In the busy lanes of Darjeeling, where most women’s work has long stayed hidden inside kitchen walls, the CAPCO–Wipro Hotlite initiative with The WE Foundation invites them to step out front—as visible chefs, business owners, and decision‑makers. What began as a food‑cart training project now feels more like a movement, turning 75 marginalized women from local SHGs into confident entrepreneurs who serve food with pride and run their own micro‑enterprises.

For Pema, cooking was always “just household duty.” After joining Hotlite, she found herself standing behind a bright yellow cart, taking orders, handling UPI payments, and answering tourists’ questions about her specials. The first evening she earned more in a day than she used to in a week of casual labour. She went home and quietly placed the money on the table in front of her in‑laws. That moment shifted the power dynamic at home—now family members consult her before big expenses, and her daughter tells friends, “My mother runs her own food stall on the mall road.”

Sabita, a 40 year old who was widowed during the pandemic, had almost given up on the idea of financial independence. Hotlite paired her with two other SHG members to co‑manage a cart, rotate shifts, and share profits. Beyond the culinary techniques, what transformed her life were the sessions on branding, pricing, and how to talk to customers without apology. On market days, Sabita experiments with locally spiced momos and soups she has named herself, smiling as regulars call out her name. She says the biggest change is not the income, but the respect: “Earlier people knew me as someone to pity; now they know me as someone whose food they seek out.”
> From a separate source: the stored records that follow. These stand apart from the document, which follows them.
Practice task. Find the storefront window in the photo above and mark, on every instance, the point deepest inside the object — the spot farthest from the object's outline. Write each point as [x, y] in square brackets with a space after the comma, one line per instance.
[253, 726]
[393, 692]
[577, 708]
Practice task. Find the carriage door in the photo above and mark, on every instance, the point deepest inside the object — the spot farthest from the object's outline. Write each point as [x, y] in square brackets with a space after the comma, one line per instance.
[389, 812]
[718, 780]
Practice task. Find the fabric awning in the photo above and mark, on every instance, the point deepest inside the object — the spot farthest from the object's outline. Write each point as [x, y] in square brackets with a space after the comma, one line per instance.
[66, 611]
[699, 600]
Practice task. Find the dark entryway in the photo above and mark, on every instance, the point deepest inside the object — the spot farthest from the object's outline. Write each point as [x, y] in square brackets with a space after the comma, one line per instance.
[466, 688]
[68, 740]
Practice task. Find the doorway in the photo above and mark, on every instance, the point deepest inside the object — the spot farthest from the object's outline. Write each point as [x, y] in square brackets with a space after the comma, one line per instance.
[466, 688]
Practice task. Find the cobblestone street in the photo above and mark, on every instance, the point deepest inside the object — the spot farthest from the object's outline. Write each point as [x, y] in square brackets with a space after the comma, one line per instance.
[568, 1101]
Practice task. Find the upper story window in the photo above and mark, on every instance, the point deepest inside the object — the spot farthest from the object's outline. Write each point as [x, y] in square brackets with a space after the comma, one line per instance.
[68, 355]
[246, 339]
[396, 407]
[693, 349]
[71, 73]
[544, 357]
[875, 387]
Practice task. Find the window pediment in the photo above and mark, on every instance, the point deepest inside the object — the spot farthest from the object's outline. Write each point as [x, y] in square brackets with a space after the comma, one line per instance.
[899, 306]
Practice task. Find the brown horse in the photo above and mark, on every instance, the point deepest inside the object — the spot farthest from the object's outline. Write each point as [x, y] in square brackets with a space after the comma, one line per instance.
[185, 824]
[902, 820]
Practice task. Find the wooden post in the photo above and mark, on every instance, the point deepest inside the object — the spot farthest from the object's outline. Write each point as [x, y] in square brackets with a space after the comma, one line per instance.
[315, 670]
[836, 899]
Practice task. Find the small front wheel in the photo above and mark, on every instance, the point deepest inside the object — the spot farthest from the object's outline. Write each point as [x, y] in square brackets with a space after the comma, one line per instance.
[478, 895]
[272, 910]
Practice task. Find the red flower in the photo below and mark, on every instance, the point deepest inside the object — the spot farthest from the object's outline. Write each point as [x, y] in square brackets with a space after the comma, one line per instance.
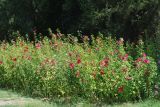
[146, 61]
[120, 89]
[128, 78]
[144, 55]
[125, 57]
[71, 65]
[78, 61]
[70, 54]
[1, 62]
[104, 63]
[78, 74]
[102, 72]
[94, 74]
[139, 60]
[14, 59]
[38, 46]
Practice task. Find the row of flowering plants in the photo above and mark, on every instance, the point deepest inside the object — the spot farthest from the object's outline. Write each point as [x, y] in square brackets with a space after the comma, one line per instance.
[52, 68]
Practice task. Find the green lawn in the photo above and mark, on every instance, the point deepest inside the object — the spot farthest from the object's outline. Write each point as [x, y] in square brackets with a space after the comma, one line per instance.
[10, 99]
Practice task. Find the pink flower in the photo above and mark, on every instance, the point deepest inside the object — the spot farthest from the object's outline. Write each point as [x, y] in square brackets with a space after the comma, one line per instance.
[128, 78]
[78, 74]
[120, 89]
[71, 65]
[38, 46]
[144, 55]
[146, 61]
[125, 57]
[102, 72]
[78, 61]
[139, 60]
[14, 59]
[104, 63]
[1, 62]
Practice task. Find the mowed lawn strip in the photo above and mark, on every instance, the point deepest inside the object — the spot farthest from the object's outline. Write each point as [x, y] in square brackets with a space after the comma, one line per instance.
[11, 99]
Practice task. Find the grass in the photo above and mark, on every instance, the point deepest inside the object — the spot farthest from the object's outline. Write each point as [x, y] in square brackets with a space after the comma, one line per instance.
[20, 101]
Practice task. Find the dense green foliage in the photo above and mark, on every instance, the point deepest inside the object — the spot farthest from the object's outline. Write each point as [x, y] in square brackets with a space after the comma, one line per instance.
[127, 18]
[105, 71]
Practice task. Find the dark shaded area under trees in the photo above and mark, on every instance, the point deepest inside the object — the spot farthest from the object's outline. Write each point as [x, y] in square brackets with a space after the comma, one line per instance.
[124, 18]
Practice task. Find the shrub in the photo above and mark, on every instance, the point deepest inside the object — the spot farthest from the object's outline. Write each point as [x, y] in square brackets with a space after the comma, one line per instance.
[103, 71]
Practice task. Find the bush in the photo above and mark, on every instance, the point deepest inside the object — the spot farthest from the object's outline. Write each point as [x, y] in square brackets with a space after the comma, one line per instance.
[103, 71]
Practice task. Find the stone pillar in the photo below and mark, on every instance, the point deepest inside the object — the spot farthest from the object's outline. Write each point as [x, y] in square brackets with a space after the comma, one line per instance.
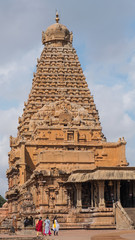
[79, 195]
[118, 190]
[133, 193]
[101, 194]
[115, 192]
[92, 196]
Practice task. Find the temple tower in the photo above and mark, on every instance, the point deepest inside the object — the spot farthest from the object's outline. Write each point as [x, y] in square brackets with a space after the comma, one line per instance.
[60, 160]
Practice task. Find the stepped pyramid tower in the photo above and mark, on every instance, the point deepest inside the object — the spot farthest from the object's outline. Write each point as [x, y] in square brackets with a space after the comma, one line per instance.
[60, 162]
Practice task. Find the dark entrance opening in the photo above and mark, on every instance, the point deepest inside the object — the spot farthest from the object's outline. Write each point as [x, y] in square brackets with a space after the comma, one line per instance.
[109, 194]
[126, 194]
[86, 195]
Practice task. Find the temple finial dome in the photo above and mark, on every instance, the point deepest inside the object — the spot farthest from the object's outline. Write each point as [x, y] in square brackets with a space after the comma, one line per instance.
[57, 34]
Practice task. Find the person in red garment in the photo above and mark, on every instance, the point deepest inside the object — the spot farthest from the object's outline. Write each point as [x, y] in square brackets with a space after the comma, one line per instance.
[39, 226]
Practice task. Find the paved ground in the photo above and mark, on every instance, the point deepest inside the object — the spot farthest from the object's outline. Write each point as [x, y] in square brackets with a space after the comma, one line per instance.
[80, 235]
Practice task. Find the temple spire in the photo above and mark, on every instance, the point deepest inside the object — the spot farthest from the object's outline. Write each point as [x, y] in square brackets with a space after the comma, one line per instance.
[57, 17]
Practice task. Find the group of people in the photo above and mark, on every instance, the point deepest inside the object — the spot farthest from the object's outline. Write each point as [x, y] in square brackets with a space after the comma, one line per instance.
[44, 226]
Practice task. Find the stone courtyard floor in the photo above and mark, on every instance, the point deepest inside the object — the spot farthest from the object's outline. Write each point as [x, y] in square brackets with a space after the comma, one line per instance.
[77, 235]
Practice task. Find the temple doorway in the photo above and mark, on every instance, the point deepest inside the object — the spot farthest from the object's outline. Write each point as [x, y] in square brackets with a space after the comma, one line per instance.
[109, 194]
[127, 194]
[86, 195]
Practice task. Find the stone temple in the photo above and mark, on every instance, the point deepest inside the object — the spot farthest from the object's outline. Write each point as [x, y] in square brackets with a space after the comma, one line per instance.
[60, 163]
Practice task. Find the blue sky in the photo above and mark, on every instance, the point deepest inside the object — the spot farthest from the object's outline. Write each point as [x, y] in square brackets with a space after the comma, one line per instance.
[104, 37]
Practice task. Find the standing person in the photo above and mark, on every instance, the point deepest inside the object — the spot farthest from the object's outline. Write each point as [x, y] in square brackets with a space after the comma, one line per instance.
[39, 226]
[55, 226]
[47, 227]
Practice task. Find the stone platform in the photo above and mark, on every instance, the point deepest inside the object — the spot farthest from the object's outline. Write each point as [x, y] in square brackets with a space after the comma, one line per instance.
[77, 235]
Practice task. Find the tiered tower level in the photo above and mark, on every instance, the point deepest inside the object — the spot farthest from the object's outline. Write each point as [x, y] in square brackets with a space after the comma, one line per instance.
[59, 131]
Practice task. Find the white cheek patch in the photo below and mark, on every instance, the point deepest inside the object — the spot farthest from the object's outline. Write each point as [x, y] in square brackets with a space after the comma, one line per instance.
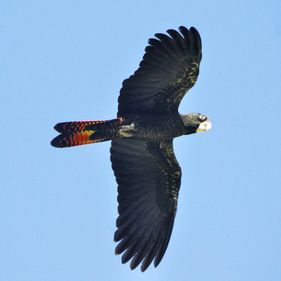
[204, 126]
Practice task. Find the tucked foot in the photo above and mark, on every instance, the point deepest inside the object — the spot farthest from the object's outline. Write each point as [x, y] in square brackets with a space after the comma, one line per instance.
[126, 130]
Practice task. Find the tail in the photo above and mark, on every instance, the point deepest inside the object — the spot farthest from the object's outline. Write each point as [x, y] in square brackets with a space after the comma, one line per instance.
[85, 132]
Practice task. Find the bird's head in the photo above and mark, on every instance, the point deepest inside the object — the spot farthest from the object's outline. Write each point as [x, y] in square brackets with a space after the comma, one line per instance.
[196, 122]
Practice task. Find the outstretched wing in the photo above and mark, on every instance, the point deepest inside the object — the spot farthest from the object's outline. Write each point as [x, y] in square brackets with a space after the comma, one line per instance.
[169, 68]
[148, 177]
Hotlite’s real magic lies in the solidarity it builds. Women learn together, test recipes together, and stand by each other on slow days and festival rushes alike. Digital literacy and basic financial planning are woven into everyday practice—maintaining QR codes, tracking sales on phones, and planning reinvestment—so that the women feel in control of their business choices rather than dependent on middlemen. As carts pop up across the hills, they are not just adding new flavours to Darjeeling’s street food; they are quietly rewriting who gets to own a stall, handle cash, and greet customers with the confidence of a true entrepreneur.

Hotlite is ultimately a story of women stepping from the shadows of “home cooking” into the spotlight of public spaces and public recognition. One momo sold by Pema with her name proudly on the branding, one brave decision by Sabita to invest in her cart instead of borrowing from moneylenders, one SHG discovering its collective strength—together, they show how a simple food cart can become a vehicle for dignity, independence, and a new narrative for women in Darjeeling’s hills.